C COMME CHAUFFEUR.

D’Ici là, Matthieu Dibelius, 2018, 46 minutes.

Des journées entières au volant de son véhicule, un minibus bus équipé pour véhiculer des personnes à mobilité réduite. Tout un film en fait. Du premier plan au dernier nous n’en sortons pas. Où va-t-il ? D’où vient-il ? Peu importe. Le film n’est pas un parcours, un circuit, un trajet ou un itinéraire. C’est le conducteur qui est cadré. Presque exclusivement. Quelques-uns des passagers parfois. Des enfants. Ou des adolescents. Un adulte. Une jeune fille avec une coiffure africaine. Et puis, par la fenêtre, derrière le conducteur, nous apercevons Paris, des rues, des passants. Alors le cinéaste se permet quelques plans « urbains », rue de Rennes avec la tour Montparnasse dans la profondeur de champ, ou la Seine, ou  un bout de tour Eiffel perdue dans le brouillard.
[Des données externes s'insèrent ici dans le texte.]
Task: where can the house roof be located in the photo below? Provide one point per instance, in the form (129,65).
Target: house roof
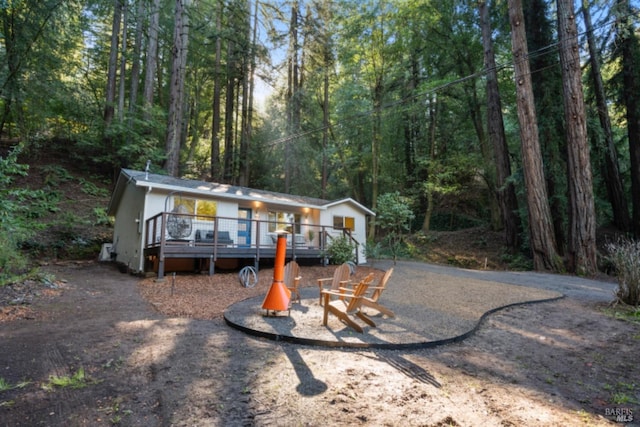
(221,191)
Ce conducteur c’est Koffi. Par sa présence quasi continue à l’écran, dans des gros plans de son visage le plus souvent, on pourrait penser que le projet du film est d’en faire le portrait. Pourtant force est de constater que ce n’est pas le cas. De Koffi, nous ne saurons pas grand-chose. Rien du tout même. Nous ne rentrons ni dans son histoire personnelle, ni dans  ses sentiments ou ses émotions – qu’il n’exprime pas. Nous le côtoyons le temps d’un film –un moyen-métrage -, nous nous familiarisons avec son visage, son sourire. Nous pouvons le trouver timide, réservé, peu bavard, sympathique…ou tout autre détermination. Au spectateur de faire son choix. Et pourtant, le film ne le réduit à sa fonction de conducteur d’un véhicule dans les rues de Paris. Il suffit qu’il pose quelques questions à la passagère derrière lui ; ou qu’il échange quelques mots, avec celle qui, à côté de lui, dessine sur le parebrise du véhicule, et aussitôt il prend de l’épaisseur, non pas psychologiquement parlant, une épaisseur plutôt cinématographique ; il devient un véritable personnage de cinéma.

Mais le film est aussi un portrait de Paris, cette ville que nous situons dans un contexte bien précis grâce à la bande son principalement. Dans le véhicule la radio est allumée –rien de plus banal – et nous entendons un extrait du discours du Président de la République suite aux attentats de novembre 2015. Le ton est donné. Les images peuvent alors nous faire apercevoir un fragment du cortège d’une manifestation et s’arrêter presque Place de la République au milieu des occupants de Nuit Debout. L’intérieur du véhicule n’est pas un havre de paix qui isolerait son conducteur de la fureur du monde. En fait, de l’intérieur à l’extérieur il n’y a pas de séparation. Dehors il fait froid, le parebrise est gelé, ou bien il pleut. Mais la nuit les couleurs de la nuit restent chaudes.